The OEM crafted the 1050 Ti to be VR ready, and says that the card will play nice with Oculus Rift. However, Nvidia still urges users to purchase a GTX 1060 for a truly encompassing VR experience.
A plus of the 1050 and 1050 Ti is that the cards are less power-hungry than their more powerful counterparts, meaning that the GPUs eat up only 75 watts of power and require a power source of minimum 300-watt.
Nvidia explains that users can easily install the GTX 1050, tweak the game settings via the GeForce Experience software and start their favorite game.
It is also possible for manufacturers to add a 6-pin power connector to the card, which allows for stronger cooling systems. Just in case overclocking fans want more from the new GPUs.
Let's take a look at the technical specs of the two graphic cards.
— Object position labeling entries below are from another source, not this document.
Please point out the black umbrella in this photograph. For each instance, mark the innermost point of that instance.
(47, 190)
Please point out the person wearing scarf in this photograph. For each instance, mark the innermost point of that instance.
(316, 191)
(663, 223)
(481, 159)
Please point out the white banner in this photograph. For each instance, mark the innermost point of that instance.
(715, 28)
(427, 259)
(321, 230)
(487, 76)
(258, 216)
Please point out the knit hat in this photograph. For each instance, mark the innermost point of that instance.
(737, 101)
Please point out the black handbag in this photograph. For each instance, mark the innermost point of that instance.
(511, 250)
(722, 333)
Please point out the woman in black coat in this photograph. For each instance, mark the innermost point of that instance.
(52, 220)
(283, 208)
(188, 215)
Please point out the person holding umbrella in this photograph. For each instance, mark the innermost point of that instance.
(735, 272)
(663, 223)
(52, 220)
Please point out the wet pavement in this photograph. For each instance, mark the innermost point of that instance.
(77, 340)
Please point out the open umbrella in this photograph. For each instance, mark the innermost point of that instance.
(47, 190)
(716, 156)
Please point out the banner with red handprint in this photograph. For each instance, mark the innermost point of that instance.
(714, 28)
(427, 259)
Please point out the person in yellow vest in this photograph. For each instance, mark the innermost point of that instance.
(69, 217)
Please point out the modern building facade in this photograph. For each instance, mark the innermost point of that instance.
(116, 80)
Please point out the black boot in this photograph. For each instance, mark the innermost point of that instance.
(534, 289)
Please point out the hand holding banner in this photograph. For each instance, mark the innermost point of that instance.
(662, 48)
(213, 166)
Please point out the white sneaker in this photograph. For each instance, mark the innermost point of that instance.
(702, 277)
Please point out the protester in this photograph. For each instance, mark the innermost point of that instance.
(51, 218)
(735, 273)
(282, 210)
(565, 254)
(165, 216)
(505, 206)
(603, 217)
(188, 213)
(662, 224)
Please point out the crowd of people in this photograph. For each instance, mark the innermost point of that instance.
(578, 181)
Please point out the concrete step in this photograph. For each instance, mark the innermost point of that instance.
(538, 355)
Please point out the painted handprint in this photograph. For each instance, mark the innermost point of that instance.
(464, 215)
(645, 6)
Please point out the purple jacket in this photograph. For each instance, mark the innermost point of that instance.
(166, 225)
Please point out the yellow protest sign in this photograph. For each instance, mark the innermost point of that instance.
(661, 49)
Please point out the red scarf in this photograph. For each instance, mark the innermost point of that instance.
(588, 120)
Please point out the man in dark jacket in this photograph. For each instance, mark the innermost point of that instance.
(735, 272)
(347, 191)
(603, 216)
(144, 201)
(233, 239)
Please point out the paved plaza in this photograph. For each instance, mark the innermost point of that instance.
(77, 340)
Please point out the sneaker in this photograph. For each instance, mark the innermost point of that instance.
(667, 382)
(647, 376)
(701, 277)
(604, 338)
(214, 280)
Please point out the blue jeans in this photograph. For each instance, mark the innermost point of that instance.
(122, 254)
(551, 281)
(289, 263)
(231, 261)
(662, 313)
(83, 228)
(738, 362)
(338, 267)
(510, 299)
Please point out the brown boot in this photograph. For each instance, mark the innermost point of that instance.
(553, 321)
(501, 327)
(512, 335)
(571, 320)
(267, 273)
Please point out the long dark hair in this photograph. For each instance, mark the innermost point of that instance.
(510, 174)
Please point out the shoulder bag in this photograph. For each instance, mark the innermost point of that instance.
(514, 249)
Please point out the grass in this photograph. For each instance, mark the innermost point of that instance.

The basic GTX 1050 comes with 640 Cuda processing cores clocked at 1,354 MHz, but which can be dialed up to 1,455 MHz. The card has 2 GB of GDDR5 memory working on a 128-bit interface. To summarize, the 1050 has a data rate of 7Gbps and full memory bandwidth of 112 GBps.
The more powerful GTX 1050 Ti packs 768 Cuda cores that are clocked at 1,290 MHz, but with overclocking potential to reach 1,455 MHz. The data rate and bandwidth are identical to the GTX 1050, but the amount of GDDR5 memory is double, at 4 GB.
The GeForce GTX 1050 will ask customers to shell out $109, and the GeForce GTX 1050 Ti costs $139. The launch date is on Oct. 25 and Nvidia fans should know that no Founders Edition is in store for the two GPUs.
Keep in mind that the budget-friendly cards do not holster the company's Scalable Link Interface, which means that you cannot use more than one in your rig.
The OEM was recently called to court in a class action lawsuit where customers accused it of false advertising, claiming that Nvidia promised 4 GB of RAM and only offered 3.5 GB, instead.
Nvidia settle the case, so its US residing clients who bought a GeForce GTX 970 during the last two years can get a $30 refund on a number of select GPUs.